28 March 2011

NYT Mag Does Penn in Haiti

The New York Times Magazine features an article on Sean Penn the "Accidental Activist." Here are some of the more interesting parts:
Perhaps most telling of all is the respect that Penn has earned from seasoned aid workers. Dr. Louise Ivers, who is chief of mission for Partners in Health, Haiti, says of Penn: “His newness to this work has actually helped him in some ways. He doesn’t have misconceptions about what works and what doesn’t. He sees a problem, he talks to people, and he figures out solutions. As clich├ęd as it sounds, I think he really gives a damn about the Haitian people.”

“I’ve known Sean for more than 25 years, and I’m stunned,” says the musician David Baerwald. “He’s always had a tremendous desire to help people. But who knew he had this bizarre skill set? I mean, he may actually be better at this than acting.”

...For much of 2010, Penn and his staff slept in and worked out of tents. They moved to these new headquarters after their encampment was destroyed in a storm last September, but their living conditions are still far from lavish. Most of the staff camp in the garden, and Penn’s bedroom, while it does boast a ceiling, has the dimensions — and ambience — of a walk-in closet. Penn prides himself on running a lean operation. J/P HRO’s overhead is a modest 3.2 percent of donor funds. Permanent international staff routinely work 18-hour days.

...Penn claims to be calmer now than he was. “For the first six months, I was country director of this thing, and I was basically pretending I knew what the hell I was doing — yelling a lot and getting things done with blackmail. Now I’ve got a lot of really experienced, great people around me, and they can do the same things, cutting through stuff just as fast, but in slightly more, uh, legitimate ways.”

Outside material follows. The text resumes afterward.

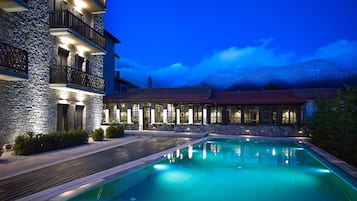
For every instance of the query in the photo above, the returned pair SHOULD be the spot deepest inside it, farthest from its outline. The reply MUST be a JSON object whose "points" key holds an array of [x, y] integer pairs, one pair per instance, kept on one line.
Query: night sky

It’s fair to say, however, that his standard M.O. remains pretty ferocious. Much of the way he conducts himself as a leader has been defined by his intense opposition to “the gigantic boys’ network” of the other N.G.O.’s and his impatience with their bureaucratic procedures.

...Yet, for all his sentimental attachment to the idea of being a heroic altruist, he is, it seems, equally attached to the idea of being a hostile outsider — to hating the world and having it hate him back. He is not, he will sternly insist, a good person. “I’m not. I mean” — he lowers his voice, as if to impart a secret — “I’m really not. I have great moments when I feel very connected and loving toward humankind, but I never have a good moment toward human beings. Unless someone shares my angst, I don’t even know who they are and then we’re just angst sharers. That’s the way it is. I love humankind; I don’t like humans. I don’t get along with people very well. I never did.”
A few quick thoughts from the article:
  • It is good to hear Penn admit that he had no idea what he was doing for the first six months.  However, that means that he could have been making things worse (emphasis on could).  I would have loved for this point to have been teased out a bit more.  There is an opportunity for Penn to say that he got lucky, messed up a lot, and now has learned that just showing up is not effective.
  • Penn falls squarely into the DIY category.  He was never going to work as a part of a traditional NGO and the article makes it seem that he would not have been effective if he had done so.
  • The article gives mention to my biggest pet peeve - overheads.  Good thing it is said in passing, but just because J/P HRO takes 3.2 percent in overheads does not make them efficient or effective.  Just guessing, but having a millionaire at the helm means that costs are probably a tad lower when he does not need to take salary.
  • Word is that Penn is doing a reasonable job and some aid workers are softening to his presence, but one Dr. from PIH who likes him because it seems like "he really cares" does not hold much value in my mind.  If caring was enough, we would have eliminated poverty long ago.
  • What is the fixation on Penn in Haiti (self-reflexive a bit)?  Is that the best way to get people to read about Haiti?  Are people still a bit shocked by the fact that he is still down there?  Do people care about an in depth article which features what Haitians are doing for their country a year after the earthquake?
  • This last point is really just throwing this out to the wind - Does anyone else get the feeling from this article that Penn is only slightly more together than Charlie Sheen?  I can't tell if it would be a blast to work for him or horrific.  Maybe I am reading too much into the way that Penn is portrayed in the article, but things seem just a bit off kilter here with the way in which he is presented.